St. Isaac of Nineveh (d. c. 700) verse 9

When the mind is longingly involved with one of these stirrings—this depends on the urgency of the matter at the time of supplication and is the result of great eagerness—the gaze of its stirring is drawn by the eye of faith inside the veil of the heart, and the entries of the soul are fenced off, keeping out alien thoughts, which are called strangers, who are not permitted by the law to enter inside the tent of witness. This is what they describe as an acceptable sacrifice of the heart and pure prayer. Prayer’s boundaries reach this point: afterwards it is not to be named prayer.

Mystical Treatises 22

THE CHURCH IS TO BE PURIFIED.

St.
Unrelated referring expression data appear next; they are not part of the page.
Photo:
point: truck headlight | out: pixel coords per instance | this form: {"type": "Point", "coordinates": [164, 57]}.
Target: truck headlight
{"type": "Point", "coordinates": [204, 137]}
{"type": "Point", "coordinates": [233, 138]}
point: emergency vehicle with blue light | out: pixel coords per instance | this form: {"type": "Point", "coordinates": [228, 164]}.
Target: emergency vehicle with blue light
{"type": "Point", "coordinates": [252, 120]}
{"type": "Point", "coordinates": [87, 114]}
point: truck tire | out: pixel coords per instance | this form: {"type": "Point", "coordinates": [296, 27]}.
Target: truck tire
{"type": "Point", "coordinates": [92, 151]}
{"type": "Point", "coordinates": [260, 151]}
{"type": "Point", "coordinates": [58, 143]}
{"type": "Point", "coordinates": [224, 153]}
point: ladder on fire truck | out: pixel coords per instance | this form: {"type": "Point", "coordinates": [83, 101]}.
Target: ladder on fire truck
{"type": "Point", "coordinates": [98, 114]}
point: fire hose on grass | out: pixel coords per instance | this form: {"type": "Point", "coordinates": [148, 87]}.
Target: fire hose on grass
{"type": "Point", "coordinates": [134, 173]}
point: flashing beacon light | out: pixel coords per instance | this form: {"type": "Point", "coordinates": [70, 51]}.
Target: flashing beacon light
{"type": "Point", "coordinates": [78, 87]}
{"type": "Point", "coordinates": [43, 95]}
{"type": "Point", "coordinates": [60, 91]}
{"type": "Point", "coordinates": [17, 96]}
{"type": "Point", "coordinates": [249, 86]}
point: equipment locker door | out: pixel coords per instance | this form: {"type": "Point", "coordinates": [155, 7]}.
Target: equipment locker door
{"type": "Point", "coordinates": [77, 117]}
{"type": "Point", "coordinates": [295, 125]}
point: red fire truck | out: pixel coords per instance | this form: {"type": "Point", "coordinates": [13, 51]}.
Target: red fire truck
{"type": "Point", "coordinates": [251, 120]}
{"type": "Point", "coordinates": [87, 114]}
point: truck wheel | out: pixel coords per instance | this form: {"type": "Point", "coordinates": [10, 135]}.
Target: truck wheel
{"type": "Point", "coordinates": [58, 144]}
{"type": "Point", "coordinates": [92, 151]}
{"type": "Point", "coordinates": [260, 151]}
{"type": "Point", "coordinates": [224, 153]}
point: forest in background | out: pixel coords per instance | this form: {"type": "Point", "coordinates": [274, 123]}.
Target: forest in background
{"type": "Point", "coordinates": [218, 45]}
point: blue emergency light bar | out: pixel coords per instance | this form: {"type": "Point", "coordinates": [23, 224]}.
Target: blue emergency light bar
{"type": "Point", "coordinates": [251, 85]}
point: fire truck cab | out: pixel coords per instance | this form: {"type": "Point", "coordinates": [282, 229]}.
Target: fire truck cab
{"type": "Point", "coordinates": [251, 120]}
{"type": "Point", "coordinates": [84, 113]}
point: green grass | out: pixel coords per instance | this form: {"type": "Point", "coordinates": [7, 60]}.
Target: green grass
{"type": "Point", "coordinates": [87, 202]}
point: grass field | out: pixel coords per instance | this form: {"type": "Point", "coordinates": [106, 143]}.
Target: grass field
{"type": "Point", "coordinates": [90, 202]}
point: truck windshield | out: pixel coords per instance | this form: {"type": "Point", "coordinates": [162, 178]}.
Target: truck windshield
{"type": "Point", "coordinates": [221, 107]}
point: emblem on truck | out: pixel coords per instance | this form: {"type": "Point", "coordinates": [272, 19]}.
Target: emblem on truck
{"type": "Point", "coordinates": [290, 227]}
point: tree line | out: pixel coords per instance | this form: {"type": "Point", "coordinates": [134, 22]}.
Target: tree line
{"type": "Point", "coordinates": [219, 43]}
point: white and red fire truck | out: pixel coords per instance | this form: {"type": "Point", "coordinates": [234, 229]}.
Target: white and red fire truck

Jerome (c. 347–420)

How is it that in the book of Ezekiel, where a description is given of the future church and of the heavenly Jerusalem, the priests who have sinned are degraded to the rank of sacristans and doorkeepers, and although they are in the temple of God, that is, on the right hand, they are not among the rams but among the poorest of the sheep?

Against Jovinianus 2.28

CLERICAL SINS SERIOUS IN CONSEQUENCE.

Pope St. Gregory I (c. 540–604) verse 12

Certainly no one does more harm in the church than one who has the name and rank of sanctity, while he acts perversely. No one presumes to take him to task when he transgresses, and the offense spreads widely by his for example, when out of respect for his rank the sinner is honored.

Pastoral Rule 1.2

Ezechiel 44:15-31 2 entries

THE SERVICE OF THE LEVITICAL SONS OF ZADOK

DIFFERENT CLOTHING FOR THE LITURGY.

Pope St. Gregory I (c. 540–604)

Woolen garments are thicker. When the priest approaches the holy ministry, when through compunction he enters within, he must be vested in a finer understanding, as with a linen garment. But when he goes outside to the people, he has to lay aside the garments in which he had ministered within and appear to the people dressed in other clothing, because if he restrains himself in the rigor of his compunction, if he perseveres in the solemnity that he held at the time of prayer, he does not admit to accept the words of external things. And what is the flock to do about necessities if their shepherd refuses to hear and ponder what this present time requires? Therefore a priest who goes out before the people puts on thicker garments in order to compose the habit of his mind for the benefit of his children, even to bear earthly cares. Think, I ask you, dearest brothers, how much toil there is for the watchman, both to extend his heart to the sublime and suddenly to recall it to the depths, and to refine the spirit in the heights of inward understanding and because of the exterior causes of his neighbors, so to speak, suddenly thicken in contemplation.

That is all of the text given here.